Il primo fattore da tenere in considerazione ai fini di una corretta e celere diagnosi è quello della stretta collaborazione tra gli specialisti coinvolti, in particolare il clinico, spesso ortopedico, il radiologo e l’anatomopatologo. Nell’inquadramento clinico vanno tenuti nella giusta considerazione elementi come l’età di insorgenza della neoplasia, la sua localizzazione, la sintomatologia.

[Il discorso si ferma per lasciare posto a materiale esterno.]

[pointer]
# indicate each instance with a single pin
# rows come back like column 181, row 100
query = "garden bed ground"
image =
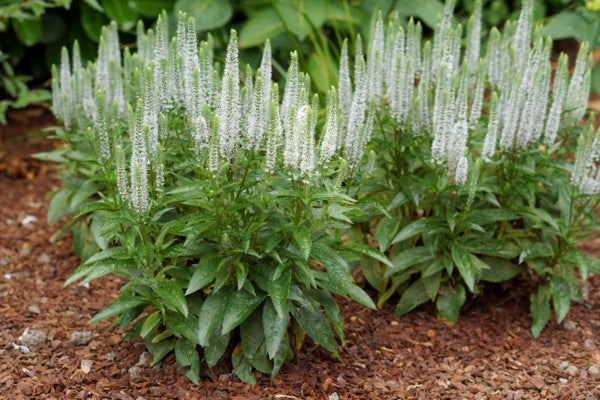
column 488, row 354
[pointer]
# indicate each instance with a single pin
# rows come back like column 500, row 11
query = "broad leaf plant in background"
column 476, row 197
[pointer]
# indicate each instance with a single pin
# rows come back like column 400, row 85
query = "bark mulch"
column 488, row 354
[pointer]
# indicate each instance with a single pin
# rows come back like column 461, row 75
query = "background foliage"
column 33, row 31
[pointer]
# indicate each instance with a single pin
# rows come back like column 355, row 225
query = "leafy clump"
column 473, row 164
column 213, row 198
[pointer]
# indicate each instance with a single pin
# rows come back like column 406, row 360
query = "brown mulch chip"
column 488, row 354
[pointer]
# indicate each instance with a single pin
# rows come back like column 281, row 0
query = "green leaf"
column 408, row 258
column 462, row 260
column 540, row 309
column 29, row 31
column 117, row 307
column 240, row 306
column 119, row 11
column 397, row 201
column 338, row 271
column 101, row 230
column 112, row 252
column 150, row 8
column 217, row 345
column 159, row 349
column 581, row 262
column 303, row 240
column 438, row 265
column 432, row 284
column 94, row 4
column 385, row 231
column 314, row 323
column 279, row 285
column 368, row 251
column 212, row 313
column 252, row 334
column 561, row 297
column 412, row 297
column 274, row 327
column 487, row 216
column 428, row 11
column 204, row 272
column 500, row 270
column 596, row 78
column 417, row 227
column 171, row 293
column 97, row 270
column 449, row 302
column 209, row 14
column 182, row 326
column 569, row 25
column 82, row 194
column 593, row 264
column 150, row 323
column 494, row 248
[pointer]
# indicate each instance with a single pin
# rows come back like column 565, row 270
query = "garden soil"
column 488, row 354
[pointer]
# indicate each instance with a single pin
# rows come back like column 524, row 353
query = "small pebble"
column 33, row 309
column 31, row 338
column 144, row 360
column 224, row 377
column 86, row 366
column 135, row 374
column 81, row 338
column 44, row 259
column 572, row 370
column 28, row 219
column 563, row 366
column 569, row 325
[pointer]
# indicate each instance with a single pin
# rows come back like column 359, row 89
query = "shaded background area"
column 32, row 32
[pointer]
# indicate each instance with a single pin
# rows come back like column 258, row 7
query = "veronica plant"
column 473, row 164
column 216, row 200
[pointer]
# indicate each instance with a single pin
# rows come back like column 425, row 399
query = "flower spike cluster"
column 439, row 88
column 132, row 96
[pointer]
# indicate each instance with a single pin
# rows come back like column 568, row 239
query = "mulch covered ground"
column 488, row 354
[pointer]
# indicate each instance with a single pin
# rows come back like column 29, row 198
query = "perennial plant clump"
column 473, row 164
column 226, row 203
column 218, row 202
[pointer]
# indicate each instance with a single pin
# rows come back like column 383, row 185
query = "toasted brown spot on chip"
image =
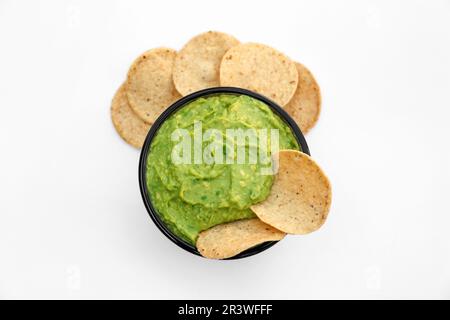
column 197, row 64
column 129, row 126
column 299, row 201
column 262, row 69
column 305, row 105
column 150, row 88
column 229, row 239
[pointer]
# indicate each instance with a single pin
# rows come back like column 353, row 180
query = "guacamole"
column 192, row 197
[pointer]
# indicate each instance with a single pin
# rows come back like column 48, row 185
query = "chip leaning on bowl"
column 191, row 198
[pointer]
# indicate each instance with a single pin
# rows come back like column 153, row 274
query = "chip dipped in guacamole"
column 209, row 160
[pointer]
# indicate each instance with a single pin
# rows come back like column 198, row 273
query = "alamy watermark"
column 236, row 146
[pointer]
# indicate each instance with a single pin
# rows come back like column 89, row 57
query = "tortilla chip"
column 129, row 126
column 261, row 69
column 304, row 106
column 229, row 239
column 150, row 88
column 300, row 198
column 197, row 65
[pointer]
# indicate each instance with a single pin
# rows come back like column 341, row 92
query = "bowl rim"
column 154, row 129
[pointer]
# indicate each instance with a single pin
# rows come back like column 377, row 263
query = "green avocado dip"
column 192, row 197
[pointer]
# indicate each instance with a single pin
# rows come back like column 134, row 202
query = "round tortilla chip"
column 300, row 198
column 304, row 106
column 261, row 69
column 229, row 239
column 150, row 88
column 129, row 126
column 197, row 64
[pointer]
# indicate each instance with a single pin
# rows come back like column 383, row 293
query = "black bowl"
column 154, row 129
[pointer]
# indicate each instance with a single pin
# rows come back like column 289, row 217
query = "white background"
column 72, row 222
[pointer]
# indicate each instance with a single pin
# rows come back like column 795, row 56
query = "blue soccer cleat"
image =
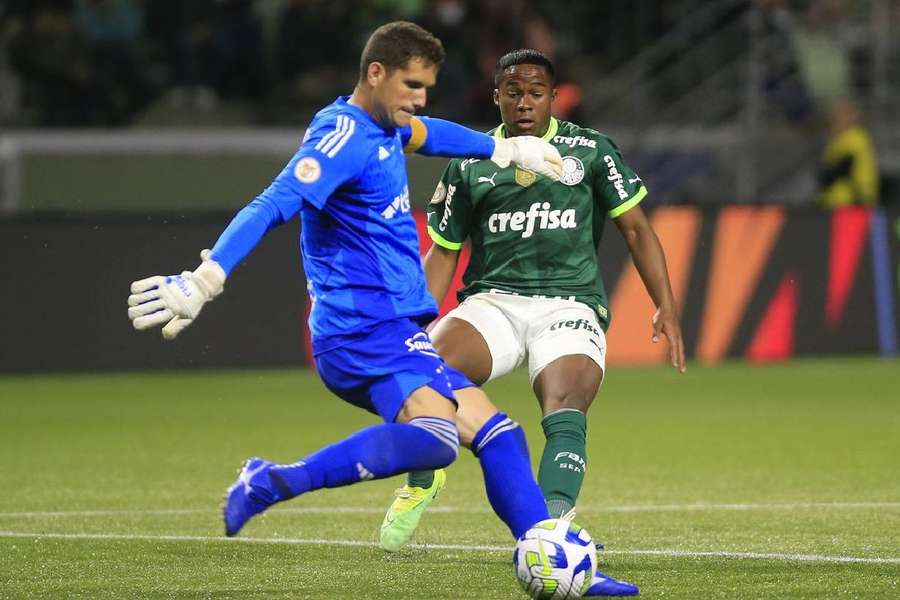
column 603, row 585
column 249, row 495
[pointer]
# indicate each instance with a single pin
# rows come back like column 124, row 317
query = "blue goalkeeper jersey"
column 358, row 239
column 359, row 242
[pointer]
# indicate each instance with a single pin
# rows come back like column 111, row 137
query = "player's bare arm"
column 650, row 261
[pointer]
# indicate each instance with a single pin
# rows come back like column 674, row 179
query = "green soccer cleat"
column 403, row 516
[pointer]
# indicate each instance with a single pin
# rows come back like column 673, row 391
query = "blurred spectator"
column 848, row 170
column 451, row 21
column 822, row 58
column 314, row 62
column 112, row 29
column 53, row 59
column 239, row 68
column 781, row 75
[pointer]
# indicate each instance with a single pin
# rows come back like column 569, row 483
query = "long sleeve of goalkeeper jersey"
column 245, row 231
column 437, row 137
column 311, row 176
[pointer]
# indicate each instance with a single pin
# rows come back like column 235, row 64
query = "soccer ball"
column 555, row 559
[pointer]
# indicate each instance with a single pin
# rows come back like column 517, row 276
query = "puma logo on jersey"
column 398, row 204
column 466, row 163
column 538, row 216
column 615, row 177
column 364, row 473
column 488, row 179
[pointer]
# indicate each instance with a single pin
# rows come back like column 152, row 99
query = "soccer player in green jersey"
column 533, row 287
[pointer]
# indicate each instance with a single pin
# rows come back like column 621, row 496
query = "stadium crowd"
column 108, row 62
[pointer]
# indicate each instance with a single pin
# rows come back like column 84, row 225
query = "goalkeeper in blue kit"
column 360, row 250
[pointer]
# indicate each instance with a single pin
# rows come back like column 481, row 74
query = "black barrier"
column 65, row 284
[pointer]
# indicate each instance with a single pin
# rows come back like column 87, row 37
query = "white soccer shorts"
column 544, row 329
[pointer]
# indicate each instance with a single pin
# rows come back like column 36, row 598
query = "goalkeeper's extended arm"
column 175, row 301
column 437, row 137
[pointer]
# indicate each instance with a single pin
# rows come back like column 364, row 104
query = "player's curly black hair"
column 395, row 44
column 524, row 56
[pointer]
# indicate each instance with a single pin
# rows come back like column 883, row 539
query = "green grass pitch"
column 729, row 482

Dirimenti ai fini della diagnosi sono spesso l’aspetto radiologico e quello radiografico in merito al quale va detto che l’osteosarcoma può mostrare un grado di ossificazione variabile. Tanto più è alto il livello di ossificazione, tanto più facile è la diagnosi radiografica attraverso il riscontro di radiopacità. Gli aspetti radiologici più precoci sono rappresentati dalla presenza di una neoformazione ossea irregolare con aree radiotrasparenti e/o radiopache che nel tempo interessa la corticale. Tale interessamento si appalesa con l’erosione ed il superamento della stessa con conseguente interessamento dei tessuti molli circostanti. Frequentemente è presente una reazione periostale con produzione di trabecole ossee, perpendicolari rispetto alla superficie ossea, che danno un aspetto radiologico a ‘raggi di sole’. Durante la produzione di queste trabecole, il periostio si scolla verso l’esterno delimitando uno spazio triangolare che costituisce il segno radiologico noto come ‘triangolo di Codman’. Va sottolineato che tutte queste caratteristiche, spesso diagnostiche, sono evidenziabili con una radiografia classica in più proiezioni.

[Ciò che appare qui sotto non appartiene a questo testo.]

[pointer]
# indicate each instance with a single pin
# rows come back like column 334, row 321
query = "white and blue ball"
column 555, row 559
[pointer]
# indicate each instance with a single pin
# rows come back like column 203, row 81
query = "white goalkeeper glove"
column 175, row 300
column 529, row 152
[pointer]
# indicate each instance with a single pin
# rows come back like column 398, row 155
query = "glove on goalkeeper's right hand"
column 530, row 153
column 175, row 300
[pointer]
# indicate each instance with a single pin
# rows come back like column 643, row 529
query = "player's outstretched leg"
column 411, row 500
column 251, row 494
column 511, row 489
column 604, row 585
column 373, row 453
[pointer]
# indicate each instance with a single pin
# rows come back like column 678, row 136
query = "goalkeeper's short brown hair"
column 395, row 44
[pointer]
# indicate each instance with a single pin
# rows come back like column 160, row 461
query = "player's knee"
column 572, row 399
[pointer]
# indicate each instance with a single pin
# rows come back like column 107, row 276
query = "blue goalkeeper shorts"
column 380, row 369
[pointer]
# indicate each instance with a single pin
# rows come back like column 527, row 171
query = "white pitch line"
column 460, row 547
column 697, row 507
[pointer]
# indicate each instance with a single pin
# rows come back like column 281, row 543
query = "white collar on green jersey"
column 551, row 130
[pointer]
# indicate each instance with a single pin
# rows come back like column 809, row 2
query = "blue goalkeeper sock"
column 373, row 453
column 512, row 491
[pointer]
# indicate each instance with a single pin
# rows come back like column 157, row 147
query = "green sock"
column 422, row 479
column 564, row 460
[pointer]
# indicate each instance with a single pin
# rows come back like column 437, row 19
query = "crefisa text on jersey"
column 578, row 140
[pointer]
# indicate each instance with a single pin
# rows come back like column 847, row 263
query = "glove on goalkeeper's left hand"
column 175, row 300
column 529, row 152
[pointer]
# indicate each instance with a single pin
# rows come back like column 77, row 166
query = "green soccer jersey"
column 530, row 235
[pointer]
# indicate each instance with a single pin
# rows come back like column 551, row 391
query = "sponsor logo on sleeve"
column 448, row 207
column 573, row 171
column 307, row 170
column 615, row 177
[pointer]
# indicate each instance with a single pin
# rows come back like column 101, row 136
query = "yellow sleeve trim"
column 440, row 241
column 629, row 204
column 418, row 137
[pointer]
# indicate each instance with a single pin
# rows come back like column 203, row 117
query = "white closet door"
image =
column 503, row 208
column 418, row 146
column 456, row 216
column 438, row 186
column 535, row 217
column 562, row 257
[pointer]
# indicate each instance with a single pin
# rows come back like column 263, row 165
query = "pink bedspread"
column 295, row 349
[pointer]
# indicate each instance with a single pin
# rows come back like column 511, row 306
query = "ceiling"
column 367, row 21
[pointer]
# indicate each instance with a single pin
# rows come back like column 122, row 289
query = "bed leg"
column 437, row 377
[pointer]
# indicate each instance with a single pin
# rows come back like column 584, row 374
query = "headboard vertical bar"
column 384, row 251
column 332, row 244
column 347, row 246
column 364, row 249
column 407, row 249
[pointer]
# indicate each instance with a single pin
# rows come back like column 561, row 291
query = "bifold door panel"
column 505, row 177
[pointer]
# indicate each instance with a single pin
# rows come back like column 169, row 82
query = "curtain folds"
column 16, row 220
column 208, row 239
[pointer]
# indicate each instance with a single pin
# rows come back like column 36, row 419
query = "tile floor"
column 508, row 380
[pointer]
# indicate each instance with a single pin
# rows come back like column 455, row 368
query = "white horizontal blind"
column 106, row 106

Altri tecniche di immagine utili sono rappresentate dalla tomografia computerizzata (TC) e dalla risonanza magnetica nucleare (RMN) con e senza contrasto. La prima è utile nell’evidenziare l’estensione intramidollare del sarcoma, nello svelare la presenza di metastasi ed infine nella valutazione della compromissione neurovascolare delle articolazioni e della corticale ossea. La seconda, invece, consente di precisare le dimensioni del tumore come anche la sua estensione intramidollare e il coinvolgimento dei tessuti molli, specie nelle forme scarsamente osteogeniche. Queste moderne tecniche di immagine rappresentano un utile guida per compiere resezioni chirurgiche selettive e, quando possibile, non eccessivamente demolitive.

Di qualche utilità, in rari casi selezionati, può essere ancora oggi l’arteriografia mentre sono in acquisizione i dati per una eventuale validazione diagnostica della PET. La diagnosi di osteosarcoma conclamato non presenta, di solito, grosse difficoltà sia da un punto di vista clinico radiologico, sia istologico, sebbene la determinazione dell’istotipo sul materiale bioptico non sia sempre agevole. L’aspetto istologico indispensabile è la presenza di matrice ossea direttamente a contatto con cellule neoplastiche con caratteristiche di malignità; in mancanza di una franca deposizione di matrice, la diagnosi può essere difficile.